In February of 2008, I became the CEO of MenuPages. On the surface, MenuPages was not an obvious choice. I thought it was a food delivery service with a Web 1.0 website and only a couple of million visitors a month. When I peeled back the onion at MenuPages I discovered some amazing things about the company and its founder Greg Barton. Specifically I learned, that they owned the market for maintaining the country’s menus online and that they had a defensible, scalable business model. There were a number of reasons I thought the MenuPages assets were under-leveraged, but I took the job because they had competitive advantage in a big market and could be a big company. Period.
Before we could even start the process of building out the company, New York Magazine swooped in and bought MenuPages. Nice event for shareholders, but I certainly think more value could have been created with more capital. I hope that value accrues to our buyers at New York.
Meanwhile, I return to a startup market that has become obsessed with hitting singles. The IPO Window appears permanently closed due to Sarabanes/Oxley. The financial crisis and waves of consilidation have made it harder to get attractive multiples via the M&A market.
And I have fallen prey to the new thinking. I’m the one who has become obsessed with the Ycombinator efforts to create high IRR, lower absolute returns with great capital efficiency. That’s the original thesis behind forming TechAviv. I have financial projections that estimate a meaningful percentage of its exits from companies that sell for less than $20mm. But intellectually, exiting with singles has become a kind of conventional wisdom. At best, it removes some of the romantic obsession with scale that comes with developing revolutionary ideas. At worst, it’s not a good way to invest early stage capital.

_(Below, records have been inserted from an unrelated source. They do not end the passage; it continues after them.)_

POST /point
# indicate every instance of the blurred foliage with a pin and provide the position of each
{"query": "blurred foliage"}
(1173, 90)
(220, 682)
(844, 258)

All of this is relevant, because I’m currently spending time with a company (let’s call it Eureka) that has massive, massive potential, but has struggled to articulate and execute the right strategy. Eureka has suffered from numerous direction changes and a variety of other problems. Yet they are working on an idea that could create enormous revenues. I’ve been asked to join several companies that could have huge size, but I don’t see how they have a huge and defensible business model like MenuPages or Eureka.
I’m not a professional investor, but it seems to me you should think less about whether a certain investment will return “10x” ( a commonly head multiple in the VC world) and more about whether this company will fundamentally change the world in which we live. Are you an incrementalist or a revolutionary? If you are both what’s the right balance in your portfolio? Eureka is a connudrum for investors. Do they take the opportunity to invest inexpensvely with a chance to own a big piece of something that could be huge or should they pass because they can’t check all of the boxes for a typical investment?